Other recent research suggests that specific alterations in brain volume could contribute to behavior in AN. For the most part, studies that have investigated brain volume in the disorder have been inconsistent.22 We believe that this is because of fast-occurring volume changes resulting from times of food or fluid restriction or times with more normalized or periodic excessive eating.

We have studied women with AN under highly nutritionally controlled circumstances and found that when ill and after long-term recovery, there were larger right insula and left medial orbitofrontal cortex volumes.23 In addition, we found similar results in a cohort of adolescent girls with AN.24 The orbitofrontal cortex tells us when to stop eating a certain food, a mechanism also called sensory-specific satiety. If there is enlargement of that structure in persons with AN, it could be that they get the signal to stop eating faster than they “should” in order to maintain a normal bodyweight. The right insula has been associated with integration of body cues, and an enlarged volume may exaggerate body perception and fears of fatness, and thus fuel body image distortion.

Conclusion
AN continues to be an incredibly difficult-to-treat disorder with high mortality and limited treatment options. However, emerging research helps us describe a model of brain disturbance in the disorder, which is much appreciated by patients and their parents, as well as by treating clinicians. While we are not yet able to translate those research findings into more effective treatments, they help conceptualize the disorder from a neuroscience level and take it out of the realm of obscurity into a much better–defined and –described brain disorder that we can research and develop treatments for based on hypotheses and empirical data.
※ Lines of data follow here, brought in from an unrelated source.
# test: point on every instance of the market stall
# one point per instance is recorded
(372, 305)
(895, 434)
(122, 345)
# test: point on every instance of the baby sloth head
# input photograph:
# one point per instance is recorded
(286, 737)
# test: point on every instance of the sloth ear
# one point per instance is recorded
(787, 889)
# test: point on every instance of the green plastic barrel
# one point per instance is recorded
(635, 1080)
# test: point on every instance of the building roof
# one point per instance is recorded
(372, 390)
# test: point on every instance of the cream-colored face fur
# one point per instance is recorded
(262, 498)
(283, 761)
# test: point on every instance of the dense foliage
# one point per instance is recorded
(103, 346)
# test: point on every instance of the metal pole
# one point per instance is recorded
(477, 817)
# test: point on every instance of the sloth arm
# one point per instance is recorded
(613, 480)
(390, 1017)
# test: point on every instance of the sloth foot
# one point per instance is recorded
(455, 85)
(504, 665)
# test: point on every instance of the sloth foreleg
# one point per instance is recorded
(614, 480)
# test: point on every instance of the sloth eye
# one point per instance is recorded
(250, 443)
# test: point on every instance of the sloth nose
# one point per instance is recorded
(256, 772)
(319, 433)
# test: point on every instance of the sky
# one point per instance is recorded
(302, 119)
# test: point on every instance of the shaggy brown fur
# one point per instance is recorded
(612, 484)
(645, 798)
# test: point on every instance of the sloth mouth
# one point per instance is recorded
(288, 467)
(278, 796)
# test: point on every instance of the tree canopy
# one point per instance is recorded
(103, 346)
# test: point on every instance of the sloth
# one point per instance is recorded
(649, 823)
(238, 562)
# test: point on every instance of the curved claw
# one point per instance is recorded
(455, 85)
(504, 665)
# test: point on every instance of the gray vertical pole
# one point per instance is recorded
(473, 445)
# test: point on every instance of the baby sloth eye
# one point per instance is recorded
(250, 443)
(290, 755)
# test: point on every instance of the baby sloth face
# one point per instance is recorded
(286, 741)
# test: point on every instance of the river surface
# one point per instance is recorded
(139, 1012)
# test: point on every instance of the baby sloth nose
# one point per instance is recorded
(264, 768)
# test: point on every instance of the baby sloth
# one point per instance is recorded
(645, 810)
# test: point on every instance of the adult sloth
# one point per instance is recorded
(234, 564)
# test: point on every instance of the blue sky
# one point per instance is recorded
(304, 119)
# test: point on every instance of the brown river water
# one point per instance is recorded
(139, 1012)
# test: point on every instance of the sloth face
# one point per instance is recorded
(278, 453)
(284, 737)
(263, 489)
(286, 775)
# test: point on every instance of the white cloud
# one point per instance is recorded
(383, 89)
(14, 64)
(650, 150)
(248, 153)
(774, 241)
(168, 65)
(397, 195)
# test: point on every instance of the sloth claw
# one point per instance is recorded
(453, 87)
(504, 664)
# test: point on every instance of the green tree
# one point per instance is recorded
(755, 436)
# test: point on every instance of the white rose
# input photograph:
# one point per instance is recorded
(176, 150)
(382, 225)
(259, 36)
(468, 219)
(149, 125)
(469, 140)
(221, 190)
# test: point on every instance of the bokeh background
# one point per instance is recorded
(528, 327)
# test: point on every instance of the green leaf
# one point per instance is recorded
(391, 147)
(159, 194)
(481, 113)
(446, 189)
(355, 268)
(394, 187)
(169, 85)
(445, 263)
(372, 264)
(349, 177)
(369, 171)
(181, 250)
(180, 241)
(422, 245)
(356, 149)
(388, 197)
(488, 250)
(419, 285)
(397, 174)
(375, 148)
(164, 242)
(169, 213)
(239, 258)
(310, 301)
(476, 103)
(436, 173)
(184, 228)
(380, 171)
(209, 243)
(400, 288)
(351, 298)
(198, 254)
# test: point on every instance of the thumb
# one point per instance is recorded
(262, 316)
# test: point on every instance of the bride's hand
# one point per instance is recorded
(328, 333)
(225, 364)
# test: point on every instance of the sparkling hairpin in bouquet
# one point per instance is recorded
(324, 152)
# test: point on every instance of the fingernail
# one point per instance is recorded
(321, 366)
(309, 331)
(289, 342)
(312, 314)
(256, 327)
This article was originally posted online on 2/25/2014.

Disclosures:

Dr Frank is Assistant Professor in the department of psychiatry at the University of Colorado School of Medicine, Denver; Associate Director, Children’s Hospital Colorado Eating Disorders Program; and Director, Developmental Brain Research Program at the University of Colorado Anschutz Medical Campus, Aurora. He reports no conflicts of interest regarding the subject matter of this article.